Agencies/E1, West Bank

Israeli police, using stun grenades, blocked about 50 Palestinian activists who tried yesterday to reoccupy tents they pitched last week on a patch of West Bank land which Israel wants for Jewish settlements.
Israel has drawn strong international criticism over plans to build settler homes in the area, known as “E1”, which connects the two parts of the Israeli-occupied West Bank outside Arab suburbs of East Jerusalem.
On Sunday, hundreds of police officers evicted the protesters, who had claimed the area in the name of a future Palestinian state. The large, steel-framed tents remained standing at the site pending the outcome of Israeli Supreme Court hearings on Israel’s intention to remove them.
Protesters who tried to return to the tents yesterday were confronted by police officers who told them the site had been designated off-limits by the army.
One activist wore a white bridal gown and their cars were decked out in bright ribbons, making the protest look like a traditional Palestinian wedding.
“The protesters continued to make their way up. Police pushed the protesters back down the hill,” police spokesman Micky Rosenfeld said. “Two stun grenades were used to disperse the protesters and prevent attempts to climb back up.”
Twenty Palestinians were detained for questioning, he said.
For years Israel froze building in E1, which houses only a police headquarters, after coming under pressure from former US President George W Bush to keep the plans on hold.

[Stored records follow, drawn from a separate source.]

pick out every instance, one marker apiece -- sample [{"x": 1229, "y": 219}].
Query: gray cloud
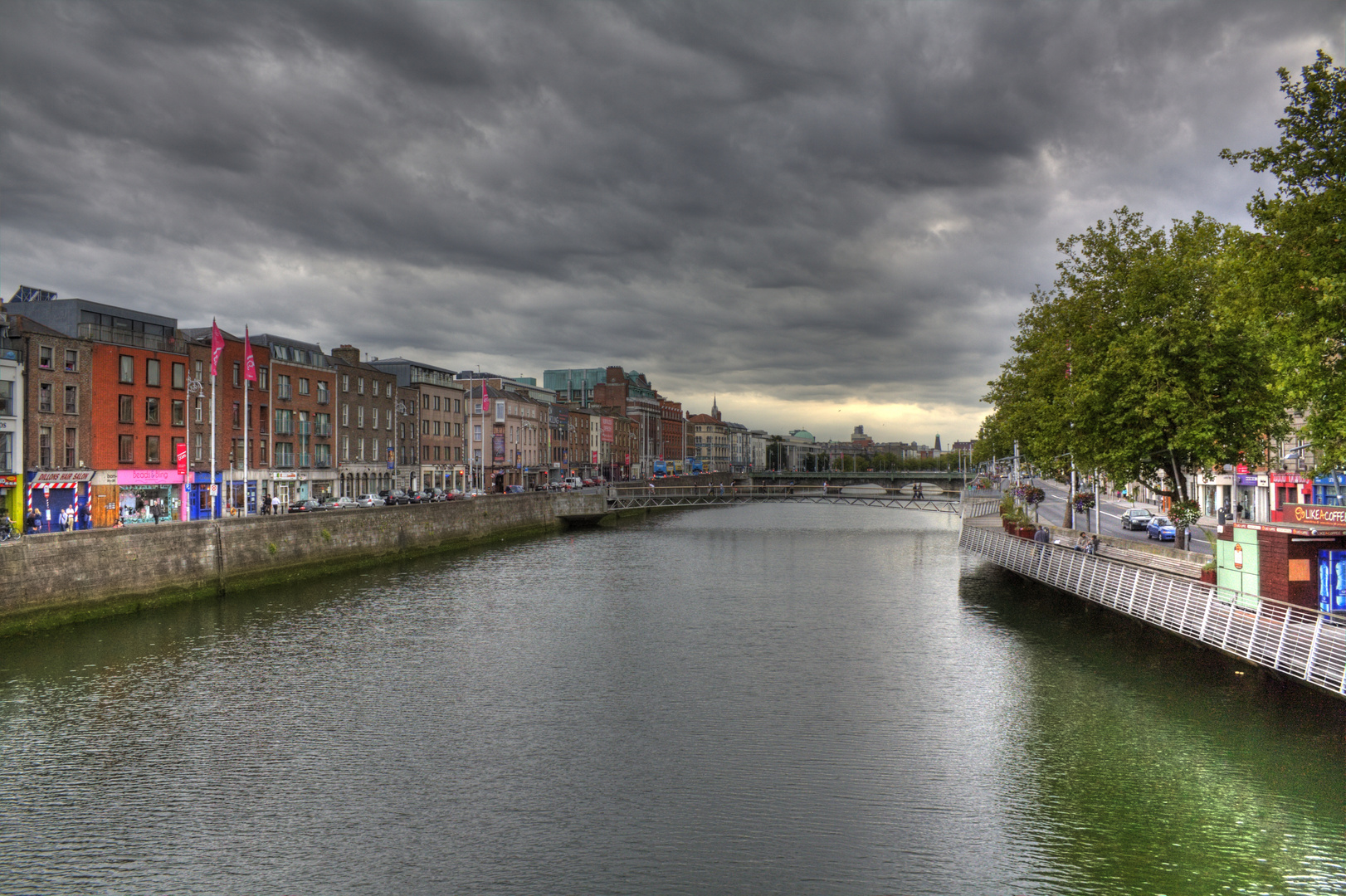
[{"x": 812, "y": 201}]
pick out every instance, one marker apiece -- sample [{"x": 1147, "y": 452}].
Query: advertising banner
[{"x": 1317, "y": 514}]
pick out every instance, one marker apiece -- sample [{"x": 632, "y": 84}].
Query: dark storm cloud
[{"x": 813, "y": 199}]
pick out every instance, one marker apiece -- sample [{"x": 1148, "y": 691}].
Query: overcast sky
[{"x": 827, "y": 214}]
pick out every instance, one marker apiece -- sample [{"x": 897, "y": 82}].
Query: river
[{"x": 754, "y": 700}]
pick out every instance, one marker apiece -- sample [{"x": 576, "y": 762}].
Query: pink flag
[
  {"x": 217, "y": 346},
  {"x": 249, "y": 365}
]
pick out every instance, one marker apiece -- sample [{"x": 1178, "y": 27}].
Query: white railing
[{"x": 1294, "y": 640}]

But Prime Minister Benjamin Netanyahu announced plans late last year to expand settlements after the Palestinians won de-facto statehood recognition at the UN General Assembly in November.
Many countries view Jewish settlement building in areas captured by Israel in a 1967 war as illegal and echo Palestinian concerns such construction could deny them a viable and contiguous state.
E1 covers some 12sq km and is seen as particularly important because it not only juts into the narrow “waist” of the West Bank, but also backs onto East Jerusalem, where Palestinians want to establish their capital.
About 500,000 Israelis and 2.5mn Palestinians live in the West Bank and East Jerusalem. Direct peace talks between Israel and the Palestinians broke down in 2010 over the issue of Israel’s continued settlement building.
*Israel’s former foreign minister Avigdor Lieberman yesterday dismissed Palestinian anger over his pre-election visit to Hebron’s Tomb of the Patriarchs, with a spokesman stressing he was only at the Jewish section of the site.
Lieberman, who heads the hardline nationalist Yisrael Beitenu party, visited the site which is holy to both Jews and Muslims and under Israeli control on Monday, sparking an angry reaction from the Palestinians who called it a “provocation”.
Built over the spot where the biblical figure Abraham is believed buried, the Tomb is known to Muslims as the Ibrahimi mosque, with half of it used as a synagogue.
Lieberman paid a brief visit to the synagogue, read a few psalms, said a prayer, than left, while recalling a similar visit during the 1996 election when he was with the right-wing Likud party which ended up winning and putting Netanyahu in office for the first time.
“This same impulse to visit here returned, and before this election, I felt I had to come here,” he said in remarks quoted by a spokesman.
Palestinian government spokeswoman Nur Odeh had condemned the visit as “a provocation” by a public Israeli figure known for his “aggression against the Palestinian people and who supports settlement”.  
“We see any attempt by any Israeli to involve religious sites in the confrontation as completely unacceptable,” she said.
Lieberman’s Yisrael Beitenu is running on a joint ticket with Netanyahu’s Likud with the list expected to easily win the contest.